I was looking at the following proof in one of my older scripts, but I have some doubts and wanted to ask for a few clarifications here, first:
Let $A=\{x\in\Bbb R^n\mid \|x\|_2=1\}.$ Show that $\operatorname{Int}(A)=\emptyset.$
This is the proof written there:
Suppose $S\subseteq A$ is open. We are going to prove $S$ must be empty. For the sake of contradiction, let's assume $S\ne\emptyset,$ that is $\exists x=(x_1,\ldots,x_n)\in S.$ $S\subseteq A\implies \|x\|_2=1,$ that is $x_1^2+\cdots x_n^2=1.$ Now, because $S\subseteq A$ is open, $\exists r_1>0$ such that $B(x,r_1)\subseteq S.$ Now, consider $r_2=\min\{r_1,x_1\}$. Notice that $y=(x_1+r_2/2,x_2,\ldots,x_n)\in B(x,r_1),$ but $\|y\|_2^2=(x_1+r_2/2)^2+\ldots+x_n^2=1+r_2x_1+r_2^2.$ So, $\|y\|_2=1\iff r_2x_1+r_2^2=0\iff r_2(x_1+r_2)=0\iff [r_2>0]\iff x_1+r_2=0.$ If $x_1=0,$ the contradiction is obvious. Otherwise, define $r=\min\{r_2,x_1/2\}$. Then $\|(x_1+r_3,x_2,\ldots,x_n)\|_2\ne1$. In each case, we arrive at a contradiction, hence $K(x,r_1)\nsubseteq A.$
I don't think I quite understand the reasoning behind the step $r_2=\min\{r_1,x_1\}$ as we assume $x_1>0$ and don't seem to use $r_2\le x_1$ later on.
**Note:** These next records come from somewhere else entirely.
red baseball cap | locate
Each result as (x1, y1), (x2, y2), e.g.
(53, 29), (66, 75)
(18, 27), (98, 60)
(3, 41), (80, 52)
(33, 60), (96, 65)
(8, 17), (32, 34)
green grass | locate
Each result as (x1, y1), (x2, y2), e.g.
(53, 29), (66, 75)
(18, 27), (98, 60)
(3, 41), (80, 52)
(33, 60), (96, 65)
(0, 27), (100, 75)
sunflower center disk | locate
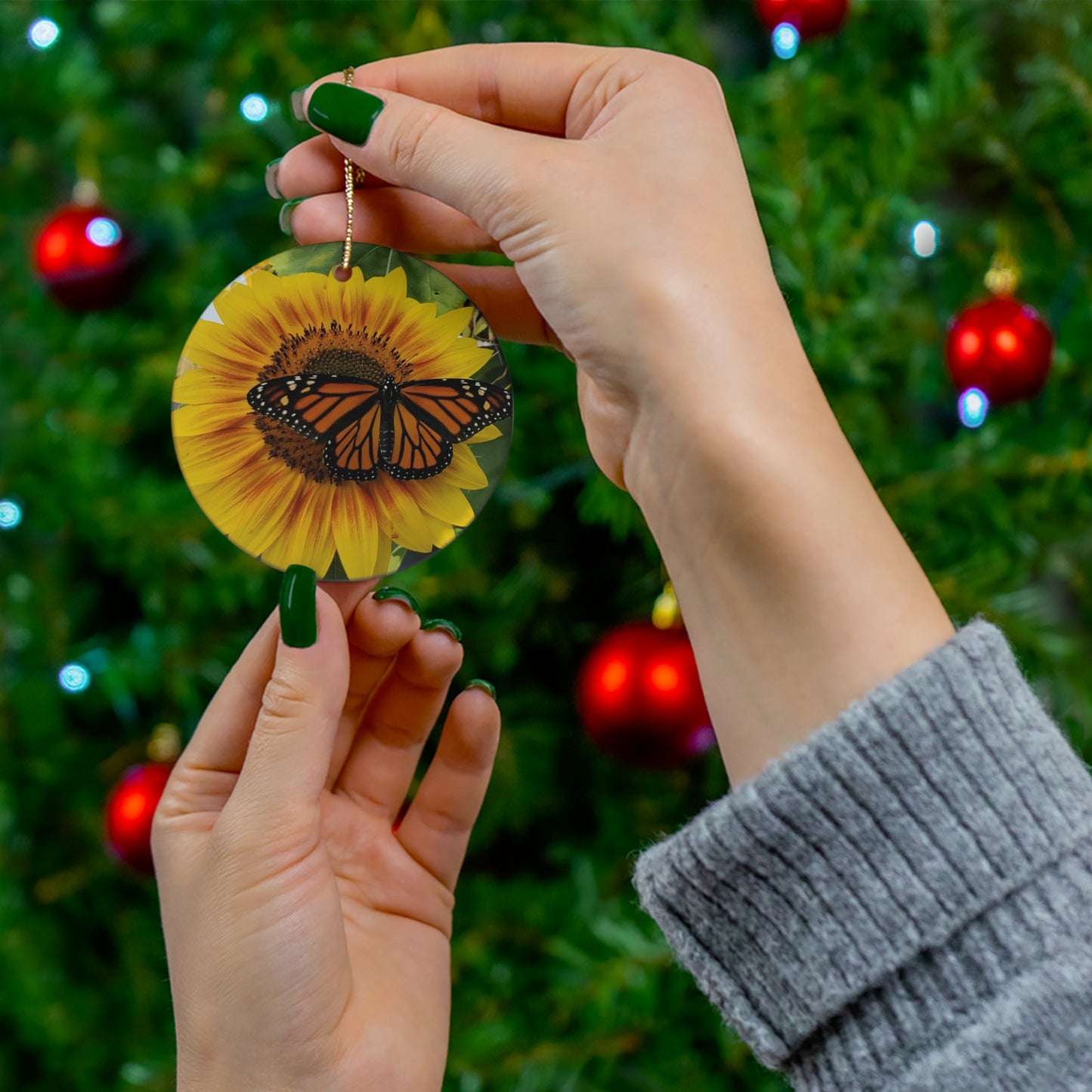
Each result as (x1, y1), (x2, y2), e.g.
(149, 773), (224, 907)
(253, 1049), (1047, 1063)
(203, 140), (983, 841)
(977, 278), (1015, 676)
(250, 320), (413, 485)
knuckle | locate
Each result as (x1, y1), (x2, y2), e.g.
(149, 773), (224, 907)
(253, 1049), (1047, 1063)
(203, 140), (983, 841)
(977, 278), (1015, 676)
(390, 103), (444, 170)
(257, 675), (307, 733)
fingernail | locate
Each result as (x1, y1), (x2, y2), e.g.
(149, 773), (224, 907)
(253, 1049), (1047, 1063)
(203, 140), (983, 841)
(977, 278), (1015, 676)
(420, 618), (463, 641)
(265, 155), (284, 201)
(371, 586), (420, 614)
(277, 198), (307, 235)
(290, 84), (310, 121)
(307, 83), (387, 144)
(280, 565), (319, 648)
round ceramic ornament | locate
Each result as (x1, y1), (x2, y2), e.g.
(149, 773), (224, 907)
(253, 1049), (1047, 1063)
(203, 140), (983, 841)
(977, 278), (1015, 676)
(172, 243), (512, 580)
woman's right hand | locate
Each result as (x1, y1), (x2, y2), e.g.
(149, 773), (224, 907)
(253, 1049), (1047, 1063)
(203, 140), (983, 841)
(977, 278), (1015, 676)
(274, 42), (803, 500)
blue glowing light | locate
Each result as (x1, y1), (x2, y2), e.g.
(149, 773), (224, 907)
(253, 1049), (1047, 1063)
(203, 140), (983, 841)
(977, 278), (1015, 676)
(84, 216), (121, 247)
(26, 19), (61, 49)
(770, 23), (800, 61)
(0, 500), (23, 531)
(57, 664), (91, 694)
(239, 95), (270, 121)
(959, 387), (989, 428)
(910, 219), (940, 258)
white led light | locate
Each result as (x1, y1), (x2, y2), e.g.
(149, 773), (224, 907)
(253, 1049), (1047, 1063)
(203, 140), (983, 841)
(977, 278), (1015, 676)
(0, 500), (23, 531)
(910, 219), (940, 258)
(770, 23), (800, 61)
(57, 664), (91, 694)
(84, 216), (121, 247)
(959, 387), (989, 428)
(239, 95), (270, 121)
(26, 19), (61, 49)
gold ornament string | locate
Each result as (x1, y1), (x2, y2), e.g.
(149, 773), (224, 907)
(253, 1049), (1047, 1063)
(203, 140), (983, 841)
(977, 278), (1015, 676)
(336, 66), (366, 280)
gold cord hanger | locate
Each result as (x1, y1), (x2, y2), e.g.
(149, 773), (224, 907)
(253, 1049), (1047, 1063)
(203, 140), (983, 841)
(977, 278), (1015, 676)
(334, 66), (366, 280)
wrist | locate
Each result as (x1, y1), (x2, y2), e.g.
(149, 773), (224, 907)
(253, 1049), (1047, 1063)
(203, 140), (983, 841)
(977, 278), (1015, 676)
(626, 312), (952, 783)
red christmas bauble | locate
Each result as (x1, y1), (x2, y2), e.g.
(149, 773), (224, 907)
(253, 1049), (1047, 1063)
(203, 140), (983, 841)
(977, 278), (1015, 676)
(754, 0), (849, 39)
(106, 763), (174, 874)
(34, 206), (135, 311)
(577, 623), (715, 768)
(945, 296), (1053, 405)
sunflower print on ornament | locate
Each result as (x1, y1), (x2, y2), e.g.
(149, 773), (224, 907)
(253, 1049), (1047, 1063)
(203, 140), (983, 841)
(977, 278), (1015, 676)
(172, 245), (512, 580)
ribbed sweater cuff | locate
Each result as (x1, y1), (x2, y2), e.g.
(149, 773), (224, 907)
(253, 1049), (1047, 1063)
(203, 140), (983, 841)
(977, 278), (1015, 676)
(635, 619), (1092, 1089)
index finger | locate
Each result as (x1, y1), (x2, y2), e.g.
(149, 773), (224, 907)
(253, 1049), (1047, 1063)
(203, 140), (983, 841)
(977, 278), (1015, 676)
(316, 42), (618, 137)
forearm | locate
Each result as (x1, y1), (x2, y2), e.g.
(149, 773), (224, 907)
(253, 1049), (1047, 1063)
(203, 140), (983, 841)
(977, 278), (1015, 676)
(626, 296), (953, 784)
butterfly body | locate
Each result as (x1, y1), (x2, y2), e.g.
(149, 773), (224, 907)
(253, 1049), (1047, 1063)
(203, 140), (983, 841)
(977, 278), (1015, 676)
(247, 373), (512, 481)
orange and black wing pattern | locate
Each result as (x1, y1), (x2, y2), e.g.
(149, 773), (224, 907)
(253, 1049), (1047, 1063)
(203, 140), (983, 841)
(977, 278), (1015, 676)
(247, 375), (382, 481)
(247, 375), (512, 481)
(382, 379), (512, 479)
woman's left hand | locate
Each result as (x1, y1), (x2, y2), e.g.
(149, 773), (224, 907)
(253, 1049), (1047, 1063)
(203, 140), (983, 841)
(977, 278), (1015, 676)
(152, 584), (500, 1092)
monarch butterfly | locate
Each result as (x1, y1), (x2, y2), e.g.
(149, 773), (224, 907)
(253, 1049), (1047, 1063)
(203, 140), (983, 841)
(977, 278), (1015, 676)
(247, 375), (512, 481)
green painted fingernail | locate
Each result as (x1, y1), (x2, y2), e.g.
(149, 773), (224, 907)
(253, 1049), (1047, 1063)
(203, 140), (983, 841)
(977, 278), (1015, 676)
(289, 83), (311, 121)
(265, 155), (284, 201)
(420, 618), (463, 641)
(307, 83), (387, 144)
(277, 198), (307, 235)
(371, 586), (420, 614)
(280, 565), (319, 648)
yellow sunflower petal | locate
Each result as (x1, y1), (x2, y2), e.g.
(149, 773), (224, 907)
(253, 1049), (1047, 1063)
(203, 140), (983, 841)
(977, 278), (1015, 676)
(332, 483), (391, 580)
(391, 304), (474, 361)
(410, 338), (493, 379)
(429, 515), (459, 549)
(170, 368), (253, 407)
(361, 265), (407, 334)
(221, 467), (307, 557)
(413, 475), (474, 527)
(373, 484), (432, 554)
(182, 320), (268, 382)
(213, 273), (286, 357)
(175, 427), (265, 490)
(262, 481), (338, 579)
(466, 425), (501, 444)
(382, 302), (439, 361)
(440, 444), (489, 489)
(170, 402), (255, 436)
(326, 265), (368, 329)
(187, 459), (279, 537)
(249, 270), (329, 332)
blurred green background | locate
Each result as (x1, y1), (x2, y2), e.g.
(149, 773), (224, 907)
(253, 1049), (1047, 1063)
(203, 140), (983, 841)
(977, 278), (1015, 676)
(0, 0), (1092, 1092)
Then, in the computation of $\|y\|_2,$ I think there should be $\|y\|_2^2=1+r_2x_1+\frac{r^2}4$ and then the whole further calculations collapse.
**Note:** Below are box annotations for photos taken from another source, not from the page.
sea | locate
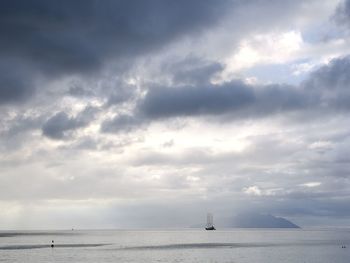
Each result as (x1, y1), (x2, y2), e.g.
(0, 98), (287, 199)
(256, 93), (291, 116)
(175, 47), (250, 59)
(0, 229), (350, 263)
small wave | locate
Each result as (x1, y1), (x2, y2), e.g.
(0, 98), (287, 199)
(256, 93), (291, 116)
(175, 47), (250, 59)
(0, 243), (110, 250)
(120, 243), (274, 250)
(0, 231), (81, 237)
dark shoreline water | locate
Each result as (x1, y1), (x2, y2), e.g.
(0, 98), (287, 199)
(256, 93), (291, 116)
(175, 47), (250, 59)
(0, 229), (350, 263)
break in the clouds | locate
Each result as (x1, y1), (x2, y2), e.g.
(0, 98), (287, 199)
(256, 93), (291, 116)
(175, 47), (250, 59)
(0, 0), (350, 229)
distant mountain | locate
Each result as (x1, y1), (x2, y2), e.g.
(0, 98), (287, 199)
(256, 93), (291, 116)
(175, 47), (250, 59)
(230, 213), (300, 228)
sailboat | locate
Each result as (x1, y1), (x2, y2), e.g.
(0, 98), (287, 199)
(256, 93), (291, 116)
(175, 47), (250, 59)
(205, 213), (216, 230)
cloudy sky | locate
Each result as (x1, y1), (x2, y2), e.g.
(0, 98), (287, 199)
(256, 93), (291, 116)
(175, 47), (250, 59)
(0, 0), (350, 229)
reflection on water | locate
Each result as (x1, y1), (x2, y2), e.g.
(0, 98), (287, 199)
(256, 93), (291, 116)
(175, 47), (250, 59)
(0, 229), (350, 263)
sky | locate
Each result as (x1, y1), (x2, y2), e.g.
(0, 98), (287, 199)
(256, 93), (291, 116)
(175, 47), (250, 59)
(0, 0), (350, 229)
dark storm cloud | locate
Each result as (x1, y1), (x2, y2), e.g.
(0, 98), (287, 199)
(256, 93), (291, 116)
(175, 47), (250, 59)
(42, 107), (97, 140)
(0, 57), (35, 104)
(0, 0), (229, 103)
(108, 57), (350, 129)
(334, 0), (350, 26)
(138, 81), (308, 119)
(101, 115), (145, 133)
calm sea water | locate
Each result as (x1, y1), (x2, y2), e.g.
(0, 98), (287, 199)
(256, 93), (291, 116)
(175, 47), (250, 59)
(0, 229), (350, 263)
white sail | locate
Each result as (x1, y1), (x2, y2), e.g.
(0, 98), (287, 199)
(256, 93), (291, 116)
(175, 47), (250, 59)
(207, 213), (214, 228)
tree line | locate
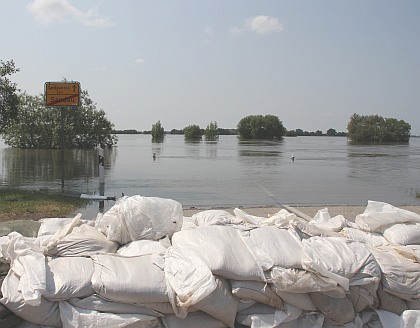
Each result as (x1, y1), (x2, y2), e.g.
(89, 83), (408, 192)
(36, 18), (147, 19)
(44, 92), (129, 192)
(0, 61), (411, 148)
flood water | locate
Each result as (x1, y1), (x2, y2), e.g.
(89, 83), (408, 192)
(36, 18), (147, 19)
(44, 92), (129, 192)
(0, 135), (420, 217)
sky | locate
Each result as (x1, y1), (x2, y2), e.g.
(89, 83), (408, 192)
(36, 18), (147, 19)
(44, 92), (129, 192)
(0, 0), (420, 135)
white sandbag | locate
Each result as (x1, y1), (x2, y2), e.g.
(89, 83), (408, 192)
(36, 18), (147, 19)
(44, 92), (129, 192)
(67, 294), (163, 317)
(240, 226), (302, 271)
(310, 208), (348, 232)
(44, 224), (119, 256)
(273, 287), (316, 311)
(92, 254), (169, 304)
(38, 218), (73, 237)
(384, 224), (420, 245)
(341, 228), (389, 247)
(42, 257), (93, 301)
(378, 285), (409, 315)
(302, 237), (381, 291)
(310, 293), (356, 325)
(355, 200), (420, 232)
(97, 195), (183, 245)
(172, 226), (265, 281)
(192, 277), (238, 328)
(116, 239), (166, 256)
(372, 247), (420, 300)
(59, 301), (159, 328)
(375, 310), (400, 328)
(1, 232), (46, 305)
(291, 220), (340, 239)
(400, 310), (420, 328)
(233, 208), (298, 228)
(349, 281), (379, 313)
(269, 267), (338, 294)
(164, 246), (217, 318)
(0, 270), (61, 327)
(191, 210), (242, 227)
(236, 303), (306, 328)
(162, 311), (228, 328)
(230, 280), (284, 310)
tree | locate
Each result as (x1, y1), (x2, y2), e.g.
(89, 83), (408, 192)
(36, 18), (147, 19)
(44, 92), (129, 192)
(347, 114), (411, 143)
(327, 128), (337, 137)
(184, 124), (203, 140)
(152, 121), (165, 140)
(237, 115), (287, 139)
(0, 60), (19, 133)
(204, 122), (219, 140)
(3, 90), (118, 149)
I would also like to prove $\operatorname{Int}(A)=\emptyset$ via contradiction and considering two antipodal points in the open ball $K(x,r_1)\subseteq S\subseteq A$ by concluding one of those antipodal points has to be further away from the origin, and hence, has a norm greater than $1$, that is it belongs to $\Bbb R\setminus \{x\in\Bbb R^n\mid \|x\|_2\ge 1\},$ but it seems a bit wavy. I also found a related question, but I wouldn't like to invoke the closure and the boundary in this task.
Is there anything I'm missing in the given proof or should it be improved?